Szef rosyjskiej dyplomacji Siergiej Ławrow oświadczył w czwartek w rozmowie telefonicznej z sekretarzem stanu USA Johnem Kerrym, że Moskwa nie zrewiduje przyłączenia Krymu i decyzję tę należy respektować - poinformował rosyjski resort.
"Siergiej Ławrow podkreślił, że decyzja o przyłączeniu Krymu do Rosji jest rezultatem wyrażenia woli absolutnej większości mieszkańców (Krymu), nie podlega ona rewizji i musi być respektowana" - głosi komunikat rosyjskiej dyplomacji.
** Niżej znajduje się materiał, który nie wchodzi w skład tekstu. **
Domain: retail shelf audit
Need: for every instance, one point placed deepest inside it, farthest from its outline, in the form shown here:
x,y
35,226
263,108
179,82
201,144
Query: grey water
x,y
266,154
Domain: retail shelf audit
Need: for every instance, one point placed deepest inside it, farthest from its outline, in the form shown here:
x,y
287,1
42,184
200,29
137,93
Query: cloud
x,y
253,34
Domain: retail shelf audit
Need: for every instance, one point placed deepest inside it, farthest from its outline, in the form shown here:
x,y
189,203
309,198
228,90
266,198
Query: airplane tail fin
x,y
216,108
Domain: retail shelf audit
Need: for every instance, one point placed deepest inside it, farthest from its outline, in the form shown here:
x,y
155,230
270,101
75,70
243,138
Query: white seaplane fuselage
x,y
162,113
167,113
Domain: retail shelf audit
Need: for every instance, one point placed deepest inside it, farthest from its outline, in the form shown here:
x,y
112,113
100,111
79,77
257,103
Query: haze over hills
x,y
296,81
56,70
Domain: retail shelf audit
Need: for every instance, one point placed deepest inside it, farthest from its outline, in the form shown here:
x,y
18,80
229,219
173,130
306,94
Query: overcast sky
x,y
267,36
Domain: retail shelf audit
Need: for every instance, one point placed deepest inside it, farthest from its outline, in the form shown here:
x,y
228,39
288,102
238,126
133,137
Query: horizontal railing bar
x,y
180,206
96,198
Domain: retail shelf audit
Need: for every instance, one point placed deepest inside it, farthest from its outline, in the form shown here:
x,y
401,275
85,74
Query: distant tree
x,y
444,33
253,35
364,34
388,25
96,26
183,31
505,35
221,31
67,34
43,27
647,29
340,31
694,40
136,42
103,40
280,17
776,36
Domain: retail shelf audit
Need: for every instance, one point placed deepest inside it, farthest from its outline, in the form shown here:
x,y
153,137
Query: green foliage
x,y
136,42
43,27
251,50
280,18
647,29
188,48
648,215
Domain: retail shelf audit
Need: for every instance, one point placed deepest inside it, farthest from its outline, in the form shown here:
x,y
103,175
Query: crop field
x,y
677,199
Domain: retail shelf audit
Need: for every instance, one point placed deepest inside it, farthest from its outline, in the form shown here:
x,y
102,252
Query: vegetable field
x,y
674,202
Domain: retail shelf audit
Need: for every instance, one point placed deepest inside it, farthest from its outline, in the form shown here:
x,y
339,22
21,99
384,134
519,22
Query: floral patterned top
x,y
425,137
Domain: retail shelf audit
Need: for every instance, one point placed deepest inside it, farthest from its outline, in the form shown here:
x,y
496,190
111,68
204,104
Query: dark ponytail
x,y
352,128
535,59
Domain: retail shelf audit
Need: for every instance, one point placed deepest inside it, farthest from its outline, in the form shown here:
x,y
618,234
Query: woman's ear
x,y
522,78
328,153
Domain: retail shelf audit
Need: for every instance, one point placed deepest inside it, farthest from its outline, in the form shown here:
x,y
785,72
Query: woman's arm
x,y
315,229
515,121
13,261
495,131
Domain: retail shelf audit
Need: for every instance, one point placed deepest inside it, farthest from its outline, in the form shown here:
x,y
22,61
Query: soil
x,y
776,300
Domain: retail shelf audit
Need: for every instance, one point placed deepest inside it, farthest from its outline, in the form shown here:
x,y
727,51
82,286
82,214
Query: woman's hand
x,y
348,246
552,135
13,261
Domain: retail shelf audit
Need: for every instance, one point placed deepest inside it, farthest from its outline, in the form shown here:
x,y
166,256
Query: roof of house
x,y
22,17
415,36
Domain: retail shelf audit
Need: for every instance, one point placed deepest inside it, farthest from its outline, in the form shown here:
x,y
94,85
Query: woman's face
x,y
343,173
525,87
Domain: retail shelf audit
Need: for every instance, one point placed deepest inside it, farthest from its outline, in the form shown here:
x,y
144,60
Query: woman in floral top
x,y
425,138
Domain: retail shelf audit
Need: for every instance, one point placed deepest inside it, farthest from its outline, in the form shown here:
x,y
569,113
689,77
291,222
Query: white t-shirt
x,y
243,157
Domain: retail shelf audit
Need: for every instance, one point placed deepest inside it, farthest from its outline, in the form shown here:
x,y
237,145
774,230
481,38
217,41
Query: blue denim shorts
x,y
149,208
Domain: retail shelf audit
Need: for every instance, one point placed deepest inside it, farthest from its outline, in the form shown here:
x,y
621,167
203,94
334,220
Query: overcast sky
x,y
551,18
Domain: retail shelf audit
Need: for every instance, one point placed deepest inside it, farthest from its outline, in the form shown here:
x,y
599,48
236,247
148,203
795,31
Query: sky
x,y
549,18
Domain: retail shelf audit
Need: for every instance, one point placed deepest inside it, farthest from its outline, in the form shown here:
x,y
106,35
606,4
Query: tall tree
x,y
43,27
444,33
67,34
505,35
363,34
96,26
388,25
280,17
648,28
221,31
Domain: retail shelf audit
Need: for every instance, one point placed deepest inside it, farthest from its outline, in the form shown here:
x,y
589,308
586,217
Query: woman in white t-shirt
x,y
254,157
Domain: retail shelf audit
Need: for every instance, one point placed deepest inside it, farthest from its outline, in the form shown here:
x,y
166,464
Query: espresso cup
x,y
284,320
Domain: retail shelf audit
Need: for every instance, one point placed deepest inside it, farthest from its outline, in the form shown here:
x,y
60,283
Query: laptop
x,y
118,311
Wcześniej Kerry powiedział dziennikarzom, że Departament Stanu próbuje zaaranżować spotkanie z Ławrowem na marginesie szczytu w sprawie bezpieczeństwa atomowego, który odbędzie się w przyszłym tygodniu w Hadze.
Duma Państwowa, izba niższa parlamentu Rosji, ratyfikowała w czwartek traktat o przyjęciu Republiki Krymu do Federacji Rosyjskiej. Ratyfikowała też federalną ustawę konstytucyjną o utworzeniu w FR dwóch nowych podmiotów - Republiki Krymu i Sewastopola.